Hi,
Am 04.06.24 um 10:44 schrieb Constantine Dokolas:
Hi all!
I have a requirement for PDFBox memory management where a multi-threaded
process that is generating PDF files (one per thread, at most) should share
a certain total amount of RAM (any excess should use scratch files). This
is because PDFs are in the order of thousands of pages and in-memory
resources must come from a limited, common pool for efficient use of heap
memory.
That seems to be a rare combination multiple threads and the creation of
huge pdfs. However, I'd like to share some thoughts
Is there any mechanism available for this purpose?
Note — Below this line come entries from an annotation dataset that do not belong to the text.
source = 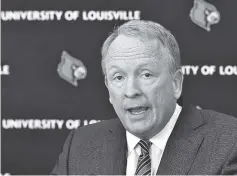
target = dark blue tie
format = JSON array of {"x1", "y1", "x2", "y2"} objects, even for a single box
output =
[{"x1": 135, "y1": 140, "x2": 151, "y2": 175}]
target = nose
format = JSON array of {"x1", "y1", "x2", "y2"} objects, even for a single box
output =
[{"x1": 124, "y1": 78, "x2": 141, "y2": 98}]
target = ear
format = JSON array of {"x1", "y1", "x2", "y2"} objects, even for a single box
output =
[
  {"x1": 173, "y1": 69, "x2": 184, "y2": 100},
  {"x1": 104, "y1": 75, "x2": 112, "y2": 104}
]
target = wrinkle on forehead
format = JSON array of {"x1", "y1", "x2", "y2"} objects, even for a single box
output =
[{"x1": 105, "y1": 35, "x2": 163, "y2": 62}]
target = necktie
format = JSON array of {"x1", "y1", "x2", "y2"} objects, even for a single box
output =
[{"x1": 135, "y1": 140, "x2": 151, "y2": 175}]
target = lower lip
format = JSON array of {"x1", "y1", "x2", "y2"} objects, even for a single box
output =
[{"x1": 127, "y1": 108, "x2": 150, "y2": 118}]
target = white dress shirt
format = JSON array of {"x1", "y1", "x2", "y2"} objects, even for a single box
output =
[{"x1": 126, "y1": 104, "x2": 182, "y2": 176}]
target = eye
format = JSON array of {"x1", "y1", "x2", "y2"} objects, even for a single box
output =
[
  {"x1": 113, "y1": 76, "x2": 124, "y2": 81},
  {"x1": 142, "y1": 72, "x2": 153, "y2": 79}
]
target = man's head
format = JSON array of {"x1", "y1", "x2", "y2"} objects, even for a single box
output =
[{"x1": 101, "y1": 20, "x2": 183, "y2": 139}]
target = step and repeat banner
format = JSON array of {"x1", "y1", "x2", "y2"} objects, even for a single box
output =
[{"x1": 1, "y1": 0, "x2": 237, "y2": 175}]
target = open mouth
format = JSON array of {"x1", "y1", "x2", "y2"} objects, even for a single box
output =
[{"x1": 127, "y1": 106, "x2": 148, "y2": 115}]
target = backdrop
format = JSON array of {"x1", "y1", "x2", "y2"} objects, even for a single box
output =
[{"x1": 1, "y1": 0, "x2": 237, "y2": 175}]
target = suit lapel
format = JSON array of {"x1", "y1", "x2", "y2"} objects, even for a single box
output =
[
  {"x1": 157, "y1": 107, "x2": 204, "y2": 175},
  {"x1": 92, "y1": 119, "x2": 127, "y2": 175}
]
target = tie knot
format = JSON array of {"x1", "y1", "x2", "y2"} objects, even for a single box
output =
[{"x1": 138, "y1": 140, "x2": 151, "y2": 154}]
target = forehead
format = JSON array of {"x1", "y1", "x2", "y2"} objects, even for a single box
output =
[{"x1": 105, "y1": 35, "x2": 165, "y2": 62}]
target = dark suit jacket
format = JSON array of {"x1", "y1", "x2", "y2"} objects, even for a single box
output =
[{"x1": 52, "y1": 106, "x2": 237, "y2": 175}]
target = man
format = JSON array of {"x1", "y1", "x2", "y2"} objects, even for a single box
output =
[{"x1": 52, "y1": 20, "x2": 237, "y2": 175}]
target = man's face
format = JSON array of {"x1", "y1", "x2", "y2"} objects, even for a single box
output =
[{"x1": 104, "y1": 35, "x2": 181, "y2": 139}]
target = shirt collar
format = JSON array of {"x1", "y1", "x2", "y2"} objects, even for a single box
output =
[{"x1": 126, "y1": 104, "x2": 182, "y2": 155}]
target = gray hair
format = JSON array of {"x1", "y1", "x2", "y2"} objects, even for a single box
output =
[{"x1": 101, "y1": 20, "x2": 181, "y2": 75}]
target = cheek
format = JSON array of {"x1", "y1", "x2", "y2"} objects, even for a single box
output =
[
  {"x1": 146, "y1": 80, "x2": 172, "y2": 105},
  {"x1": 108, "y1": 87, "x2": 123, "y2": 106}
]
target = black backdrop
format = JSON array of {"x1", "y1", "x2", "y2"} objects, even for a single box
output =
[{"x1": 1, "y1": 0, "x2": 237, "y2": 174}]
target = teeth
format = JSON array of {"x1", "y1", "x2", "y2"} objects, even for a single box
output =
[{"x1": 129, "y1": 107, "x2": 148, "y2": 115}]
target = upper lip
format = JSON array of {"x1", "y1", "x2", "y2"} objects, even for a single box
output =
[{"x1": 125, "y1": 105, "x2": 149, "y2": 110}]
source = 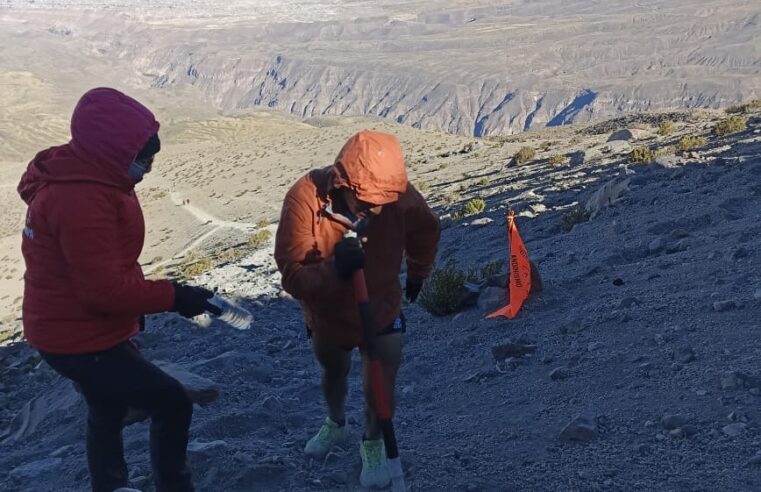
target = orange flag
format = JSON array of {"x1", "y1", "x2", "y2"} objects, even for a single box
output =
[{"x1": 487, "y1": 210, "x2": 531, "y2": 319}]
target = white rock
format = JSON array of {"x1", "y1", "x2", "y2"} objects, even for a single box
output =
[
  {"x1": 470, "y1": 217, "x2": 494, "y2": 226},
  {"x1": 721, "y1": 422, "x2": 748, "y2": 437},
  {"x1": 10, "y1": 458, "x2": 63, "y2": 480}
]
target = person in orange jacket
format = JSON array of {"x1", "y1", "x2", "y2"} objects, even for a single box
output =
[{"x1": 275, "y1": 131, "x2": 440, "y2": 487}]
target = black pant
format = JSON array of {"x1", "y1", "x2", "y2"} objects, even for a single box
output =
[{"x1": 40, "y1": 342, "x2": 193, "y2": 492}]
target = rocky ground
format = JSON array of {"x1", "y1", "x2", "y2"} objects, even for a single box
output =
[{"x1": 0, "y1": 105, "x2": 761, "y2": 491}]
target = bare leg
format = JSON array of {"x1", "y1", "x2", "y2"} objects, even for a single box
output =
[{"x1": 312, "y1": 333, "x2": 351, "y2": 425}]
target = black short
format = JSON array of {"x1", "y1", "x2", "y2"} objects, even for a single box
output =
[{"x1": 304, "y1": 311, "x2": 407, "y2": 338}]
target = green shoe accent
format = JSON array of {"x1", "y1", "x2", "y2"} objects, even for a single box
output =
[
  {"x1": 359, "y1": 439, "x2": 391, "y2": 489},
  {"x1": 304, "y1": 417, "x2": 347, "y2": 458}
]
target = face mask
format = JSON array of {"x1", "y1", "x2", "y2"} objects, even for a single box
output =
[{"x1": 127, "y1": 161, "x2": 150, "y2": 184}]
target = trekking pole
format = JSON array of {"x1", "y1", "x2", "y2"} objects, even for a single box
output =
[
  {"x1": 345, "y1": 224, "x2": 407, "y2": 492},
  {"x1": 352, "y1": 270, "x2": 407, "y2": 492}
]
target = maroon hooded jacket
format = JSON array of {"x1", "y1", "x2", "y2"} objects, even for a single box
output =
[{"x1": 18, "y1": 88, "x2": 174, "y2": 354}]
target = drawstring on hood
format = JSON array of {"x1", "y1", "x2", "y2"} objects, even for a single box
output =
[{"x1": 332, "y1": 130, "x2": 407, "y2": 205}]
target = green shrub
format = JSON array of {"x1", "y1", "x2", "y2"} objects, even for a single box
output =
[
  {"x1": 444, "y1": 191, "x2": 462, "y2": 205},
  {"x1": 550, "y1": 154, "x2": 568, "y2": 166},
  {"x1": 246, "y1": 229, "x2": 272, "y2": 248},
  {"x1": 470, "y1": 260, "x2": 505, "y2": 280},
  {"x1": 677, "y1": 135, "x2": 708, "y2": 152},
  {"x1": 560, "y1": 205, "x2": 592, "y2": 232},
  {"x1": 653, "y1": 145, "x2": 676, "y2": 159},
  {"x1": 460, "y1": 198, "x2": 486, "y2": 217},
  {"x1": 418, "y1": 260, "x2": 468, "y2": 316},
  {"x1": 513, "y1": 146, "x2": 536, "y2": 164},
  {"x1": 658, "y1": 120, "x2": 674, "y2": 136},
  {"x1": 629, "y1": 147, "x2": 655, "y2": 164},
  {"x1": 713, "y1": 116, "x2": 748, "y2": 137},
  {"x1": 177, "y1": 254, "x2": 214, "y2": 278},
  {"x1": 726, "y1": 99, "x2": 761, "y2": 114},
  {"x1": 418, "y1": 259, "x2": 504, "y2": 316}
]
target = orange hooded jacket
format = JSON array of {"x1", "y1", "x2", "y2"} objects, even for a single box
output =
[{"x1": 275, "y1": 131, "x2": 440, "y2": 347}]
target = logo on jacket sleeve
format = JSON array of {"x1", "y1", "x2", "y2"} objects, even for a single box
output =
[{"x1": 24, "y1": 210, "x2": 34, "y2": 239}]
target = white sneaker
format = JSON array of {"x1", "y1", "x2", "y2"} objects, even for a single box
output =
[
  {"x1": 359, "y1": 439, "x2": 391, "y2": 489},
  {"x1": 304, "y1": 417, "x2": 348, "y2": 458}
]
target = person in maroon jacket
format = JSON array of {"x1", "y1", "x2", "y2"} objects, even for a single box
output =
[{"x1": 18, "y1": 88, "x2": 218, "y2": 492}]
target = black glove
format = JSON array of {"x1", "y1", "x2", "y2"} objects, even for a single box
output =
[
  {"x1": 333, "y1": 237, "x2": 365, "y2": 280},
  {"x1": 173, "y1": 284, "x2": 222, "y2": 318},
  {"x1": 404, "y1": 277, "x2": 423, "y2": 302}
]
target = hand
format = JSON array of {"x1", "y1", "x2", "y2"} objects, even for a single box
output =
[
  {"x1": 333, "y1": 237, "x2": 365, "y2": 280},
  {"x1": 173, "y1": 284, "x2": 222, "y2": 318},
  {"x1": 404, "y1": 277, "x2": 423, "y2": 302}
]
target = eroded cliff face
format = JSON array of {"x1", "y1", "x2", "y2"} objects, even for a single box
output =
[{"x1": 9, "y1": 0, "x2": 761, "y2": 136}]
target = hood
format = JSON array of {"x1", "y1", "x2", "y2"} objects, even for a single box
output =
[
  {"x1": 18, "y1": 88, "x2": 159, "y2": 203},
  {"x1": 333, "y1": 131, "x2": 407, "y2": 205}
]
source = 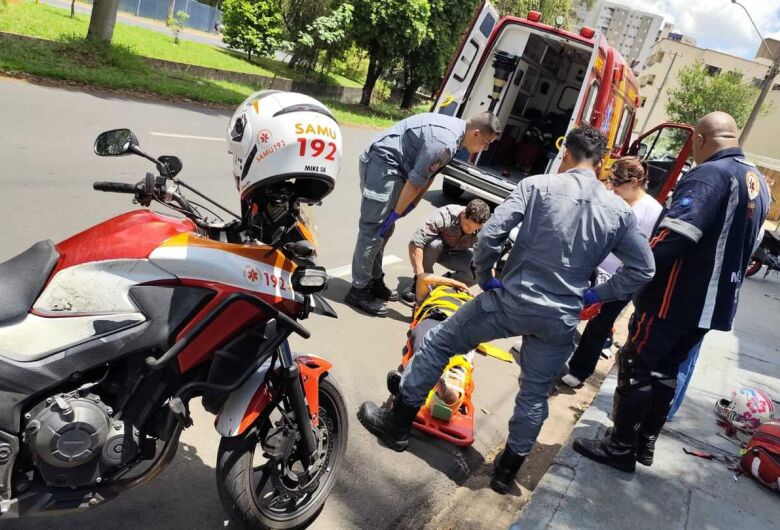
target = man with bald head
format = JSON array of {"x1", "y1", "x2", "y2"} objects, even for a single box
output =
[{"x1": 574, "y1": 112, "x2": 769, "y2": 472}]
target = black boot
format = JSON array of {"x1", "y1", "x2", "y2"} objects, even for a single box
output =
[
  {"x1": 358, "y1": 396, "x2": 420, "y2": 452},
  {"x1": 572, "y1": 428, "x2": 636, "y2": 473},
  {"x1": 636, "y1": 433, "x2": 658, "y2": 466},
  {"x1": 344, "y1": 285, "x2": 387, "y2": 317},
  {"x1": 490, "y1": 447, "x2": 525, "y2": 495},
  {"x1": 371, "y1": 274, "x2": 398, "y2": 302},
  {"x1": 636, "y1": 378, "x2": 677, "y2": 466},
  {"x1": 401, "y1": 276, "x2": 417, "y2": 304},
  {"x1": 572, "y1": 387, "x2": 647, "y2": 473}
]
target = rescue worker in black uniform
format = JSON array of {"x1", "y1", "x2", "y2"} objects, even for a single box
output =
[{"x1": 573, "y1": 112, "x2": 770, "y2": 472}]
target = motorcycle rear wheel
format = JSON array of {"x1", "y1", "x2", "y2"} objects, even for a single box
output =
[
  {"x1": 217, "y1": 375, "x2": 348, "y2": 530},
  {"x1": 745, "y1": 259, "x2": 764, "y2": 278}
]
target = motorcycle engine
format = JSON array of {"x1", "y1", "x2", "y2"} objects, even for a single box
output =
[{"x1": 24, "y1": 392, "x2": 138, "y2": 487}]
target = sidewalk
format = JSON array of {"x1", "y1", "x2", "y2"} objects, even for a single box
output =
[{"x1": 511, "y1": 273, "x2": 780, "y2": 530}]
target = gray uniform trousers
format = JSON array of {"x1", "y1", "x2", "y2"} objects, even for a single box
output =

MemoryUsageSetting
appears to control each PDF separately, but I need more flexibility, i.e.
some sort of pooling of RAM/file resources.
I guess this can't be done with 2.0.x as the cache management is
somewhere under the hood, so that configuration is limited to the
possible variations implemented in MemoryUsageSetting as you already said.
I've looked a little into the improvements in 3.0 regarding the "stream
cache" and it could be a solution, albeit with some extra work.
In 3.0 the caching was overhauled. It is limited to write operations
which fits perfectly into your usecase. And more important the user is
able to control the usage of the stream cache.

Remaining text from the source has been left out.